Like 11 million others in the UK, on Sunday night I was once again glued to BBC1 for the latest instalment of Blue Planet II. This time the spotlight was on coral reefs – and the bustling colourful life which inhabits them, from the chameleon-like cuttlefish hypnotising its prey to the terrifying Bobbit worm – a cross between a killer woodlouse and Jabba the Hutt.


There was a sombre tone though as the episode concluded. In a series exploring the incredible life of our seas, it is hard to also ignore the devastating damage being done to them. Sunday’s episode featured a similarly grave warning; the camera panning across a ghostly landscape of bleached coral as David Attenborough solemnly reminded us why we must act now.


It’s a warning already heeded by organisations such as The Travel Foundation. In this week’s issue we explore their work to protect the colourful reefs of the Caribbean plagued by the spread of the invasive and venomous-spined lionfish. The foundation is focused on training fishing communities to catch the lionfish safely, encouraging fishers to partner with hotels and restaurants and build a supply chain. Through working together, fish populations will be allowed to flourish and the livelihoods of the fishing communities protected.

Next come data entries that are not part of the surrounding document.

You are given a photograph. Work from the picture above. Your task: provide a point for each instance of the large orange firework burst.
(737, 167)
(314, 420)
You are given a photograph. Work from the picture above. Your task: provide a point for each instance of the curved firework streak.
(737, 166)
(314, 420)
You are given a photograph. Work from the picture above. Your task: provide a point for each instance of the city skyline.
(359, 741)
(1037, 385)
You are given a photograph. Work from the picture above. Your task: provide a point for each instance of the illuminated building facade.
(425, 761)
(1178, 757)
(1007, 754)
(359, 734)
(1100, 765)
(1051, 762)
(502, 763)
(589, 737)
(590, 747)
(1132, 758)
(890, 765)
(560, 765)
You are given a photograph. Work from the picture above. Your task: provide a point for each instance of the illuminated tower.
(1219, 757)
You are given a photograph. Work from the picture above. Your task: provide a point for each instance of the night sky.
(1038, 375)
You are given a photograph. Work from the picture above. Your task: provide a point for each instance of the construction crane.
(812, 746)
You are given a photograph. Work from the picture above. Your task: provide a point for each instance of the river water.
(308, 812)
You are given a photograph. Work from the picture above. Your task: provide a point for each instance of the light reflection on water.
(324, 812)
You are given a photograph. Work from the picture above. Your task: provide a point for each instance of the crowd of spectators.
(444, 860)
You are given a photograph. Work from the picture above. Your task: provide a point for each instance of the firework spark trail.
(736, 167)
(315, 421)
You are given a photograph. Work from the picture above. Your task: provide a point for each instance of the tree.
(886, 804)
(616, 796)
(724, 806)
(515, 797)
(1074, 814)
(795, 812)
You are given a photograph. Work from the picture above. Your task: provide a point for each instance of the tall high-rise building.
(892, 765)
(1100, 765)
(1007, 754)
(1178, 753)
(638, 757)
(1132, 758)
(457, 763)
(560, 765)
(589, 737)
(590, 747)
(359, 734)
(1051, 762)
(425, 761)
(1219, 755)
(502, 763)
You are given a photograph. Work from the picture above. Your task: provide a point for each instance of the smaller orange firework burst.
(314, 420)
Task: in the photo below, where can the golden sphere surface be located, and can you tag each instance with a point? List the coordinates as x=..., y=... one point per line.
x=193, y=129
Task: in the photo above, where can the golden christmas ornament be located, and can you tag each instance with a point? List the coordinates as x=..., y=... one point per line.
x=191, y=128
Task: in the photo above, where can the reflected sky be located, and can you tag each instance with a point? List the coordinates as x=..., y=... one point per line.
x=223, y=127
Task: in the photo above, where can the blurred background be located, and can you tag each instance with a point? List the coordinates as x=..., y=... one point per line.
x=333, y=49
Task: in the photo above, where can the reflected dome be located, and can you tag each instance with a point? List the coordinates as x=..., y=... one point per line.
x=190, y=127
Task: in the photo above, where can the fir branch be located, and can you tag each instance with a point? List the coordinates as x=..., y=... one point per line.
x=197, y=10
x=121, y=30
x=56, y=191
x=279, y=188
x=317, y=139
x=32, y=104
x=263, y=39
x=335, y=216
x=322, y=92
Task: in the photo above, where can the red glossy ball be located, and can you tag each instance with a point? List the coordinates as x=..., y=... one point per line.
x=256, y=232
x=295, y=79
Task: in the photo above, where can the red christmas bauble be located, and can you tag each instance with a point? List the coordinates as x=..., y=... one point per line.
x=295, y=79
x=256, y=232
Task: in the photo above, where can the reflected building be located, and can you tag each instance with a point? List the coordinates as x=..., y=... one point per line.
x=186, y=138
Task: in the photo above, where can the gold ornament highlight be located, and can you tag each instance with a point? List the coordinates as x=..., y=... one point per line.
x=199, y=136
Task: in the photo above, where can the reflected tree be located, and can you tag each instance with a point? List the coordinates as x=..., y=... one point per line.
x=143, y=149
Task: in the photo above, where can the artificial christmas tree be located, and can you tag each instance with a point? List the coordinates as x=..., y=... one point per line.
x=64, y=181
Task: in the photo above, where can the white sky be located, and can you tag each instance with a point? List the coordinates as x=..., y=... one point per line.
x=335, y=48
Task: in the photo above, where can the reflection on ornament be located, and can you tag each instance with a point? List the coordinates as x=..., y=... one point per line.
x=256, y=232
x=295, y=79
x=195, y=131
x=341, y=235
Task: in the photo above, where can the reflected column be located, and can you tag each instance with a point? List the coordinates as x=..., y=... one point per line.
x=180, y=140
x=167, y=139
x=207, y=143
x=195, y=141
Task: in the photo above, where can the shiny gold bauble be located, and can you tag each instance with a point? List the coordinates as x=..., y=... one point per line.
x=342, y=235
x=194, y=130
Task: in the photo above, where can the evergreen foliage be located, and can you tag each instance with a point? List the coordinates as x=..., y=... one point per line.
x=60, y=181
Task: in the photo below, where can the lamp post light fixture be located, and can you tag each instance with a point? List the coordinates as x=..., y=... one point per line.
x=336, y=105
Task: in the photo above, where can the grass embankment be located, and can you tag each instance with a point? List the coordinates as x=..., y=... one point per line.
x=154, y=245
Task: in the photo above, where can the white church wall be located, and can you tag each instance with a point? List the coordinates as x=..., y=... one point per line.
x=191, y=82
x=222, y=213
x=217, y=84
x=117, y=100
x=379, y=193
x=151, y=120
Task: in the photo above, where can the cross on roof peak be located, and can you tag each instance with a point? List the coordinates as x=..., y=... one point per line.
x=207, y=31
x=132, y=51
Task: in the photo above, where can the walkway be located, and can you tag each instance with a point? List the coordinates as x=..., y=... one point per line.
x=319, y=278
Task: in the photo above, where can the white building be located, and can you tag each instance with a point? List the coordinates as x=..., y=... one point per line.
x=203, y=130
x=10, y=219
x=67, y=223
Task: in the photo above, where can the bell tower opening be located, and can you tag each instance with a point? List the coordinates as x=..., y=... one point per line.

It’s a partnership that wouldn’t be out of place in a Blue Planet episode. Who can forget last week’s “turtle spa”, where the reptiles jostled to be cleaned by small fish – giving the turtles “stress relief” and their groomers an easy dinner. Or the teamwork of the octopus and grouper fish, which lure prey into one another’s mouths.


Bringing together stakeholders in a successful partnership is something often demonstrated by the travel industry. The theme was also prevalent at last week’s World Travel Market London. From Tunisia’s impending agreement with the EU, which will open up both its skies and tourism industry, to Palestine’s launch of a new tourism council, bringing together tour operators and hoteliers to promote the destination.


Sometimes in travel, like on the coral reef, it’s only through working together that we can thrive.